I only needed to walk 19km today, which presented more of a challenge than I thought. The municipal hostel opens at 1pm, and if I started at my usual time at 6:30am I’d arrive with way too much time to spare.
I woke up one hour later, but even then I knew I’d be sitting around with nothing to do if I walked my regular (comfortable pace). I needed to walk uncomfortably slow.
Yes, it was uncomfortable. I had developed a cadence this entire Camino, just to interrupt it on the second to last day. But I knew it would be better to take it extra easy than spend too much time just waiting around doing nothing. I might usually characterize delayed gratification by walking uncomfortably fast, but it seemed just as relevant today walking uncomfortably slow.
Alone the way, I saw a man walking with no shoes. And no socks. He had no choice but to walk slow. So I studied his mannerisms and choices - what did the world look like to him at his pace?
It looked like a lot more of stopping to admire the flowers. A lot more sincere greetings to fellow pilgrims (instead of rushing by). A lot more meaning being made per step.
These are called hortensias, according to my friend. Typical of Northern Spain (where it is more humid).
I think this was bubbling under the surface of my conscience, but the walking experience today has surfaced the following realization: discipline and delayed gratification to reach a goal doesn’t have to be painful if you can make meaning out of the process itself, divorced from the goal. Or maybe if can be its own goal.
I ended up walking today with some old friends and sharing a conversation about independence politics - different from the norm, and very much welcomed!
I realize that I’m talking about timing my arrival like it’s rocket science, but this exactly implicates my second realization today - just how simple life on the Camino is.
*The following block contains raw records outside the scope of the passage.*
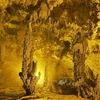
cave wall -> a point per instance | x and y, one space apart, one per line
64 14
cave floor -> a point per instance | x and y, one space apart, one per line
16 93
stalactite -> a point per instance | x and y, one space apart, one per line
28 65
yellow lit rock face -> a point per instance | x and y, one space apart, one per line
53 22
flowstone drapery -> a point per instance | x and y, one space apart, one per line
28 65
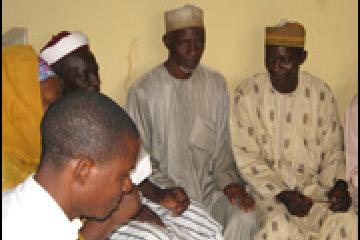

I was talking to a friend a while back and explained that I really enjoyed this Substack because it added some flavor to an otherwise very simple life: wake up, walk, arrive and check in, find food, find a place to wash and dry clothes, repeat.
She said, “Enjoy it while you can - this is probably the simplest your life will ever be.”
I lived that today. I allowed the simplicity of the life I am about to let go of after tomorrow to make my happiness easier to attain. I ran back to my hostel in the pouring rain in my shower shoes, and it made me happy. I saw a rainbow this morning and it made me happy.
I have been living happy.
I think in the logistical nightmare college usually is, I have forgotten to take the most mundane of experiences, squeeze all the happiness and meaning and energy I can out of them, and take it for myself and the people I care about.
A binary that my brain has decided for me is a trade off: simplicity at the cost of complacency.
It is not lost on me that many of the people making the most impact in the world today (politically or otherwise) struggle with mental health. They are so good at healthy skepticism that it becomes unhealthy. They are so good at critique that they lose focus of what is there, only what isn’t.
How possible is it to balance a steady diet of contentedness with an unending appetite for improvement and change? To wish for more and be happy with how far we’ve gotten.
It is possible - I have in my head several ways I could have done the Camino better, but first and foremost in my mind is an incredible amount of gratitude for the experience I have had.
It ends tomorrow - in another 19km. I suspect I’ll have trouble sleeping tonight.